Article paru dans le journal nº 50

Médecin, diplômé en nutrition, nutrithérapie, acupuncture, biologie, médecine du sport, psychothérapie EMDR, mais aussi enseignant de yoga depuis plus de 35 ans et directeur de l’Institut de yogathérapie, le Dr Lionel Coudron accompagne de nombreux patients dans leur démarche de jeûne, que ce soit à des fins de bien-être ou thérapeutiques. Son livre, le Guide pratique du jeûne (éd Terre vivante), jette un pavé dans la mare : oui, jeûner est sans danger, à la portée de tous et parfaitement compatible avec une vie active. Pourquoi est-il parfois bon de cesser de s’alimenter ? Que se passe-t-il alors dans notre corps ?

Vous affirmez qu’il est possible de démarrer un jeûne du jour au lendemain sans préparation. C’est surprenant…

Pourquoi faudrait-il se préparer, alors que l’organisme est conçu pour jeûner ? Il y a 20 000 ans, nos ancêtres ne choisissaient pas le moment de démarrer un jeûne. Il n’est absolument pas indispensable de réduire son alimentation progressivement.

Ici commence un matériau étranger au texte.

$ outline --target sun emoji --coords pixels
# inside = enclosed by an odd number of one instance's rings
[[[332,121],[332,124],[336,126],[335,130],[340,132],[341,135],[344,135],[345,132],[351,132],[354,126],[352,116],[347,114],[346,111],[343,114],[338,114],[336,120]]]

Concrètement, que se passe-t-il dans le corps quand on cesse de s’alimenter ?

Lorsque vous n’apportez plus de nourriture à votre corps, vous ne lui fournissez plus de glucides, qui sont son carburant. Il va devoir fabriquer de l’énergie autrement et puiser dans les graisses de réserve qui, en brûlant, vont entraîner la production de corps cétoniques. C’est ce que l’on appelle la cétose. Elle commence à se produire douze heures après l’ingestion des derniers aliments. Pour rester en cétose et maintenir les bienfaits du jeûne, la ration journalière ne doit pas dépasser 450 kcal, l’équivalent de trois fruits, 200 g de fromage ou cinq tranches de pain.

Donc, on peut manger en petite quantité. Mais comment rester en deçà des 450 kcal ?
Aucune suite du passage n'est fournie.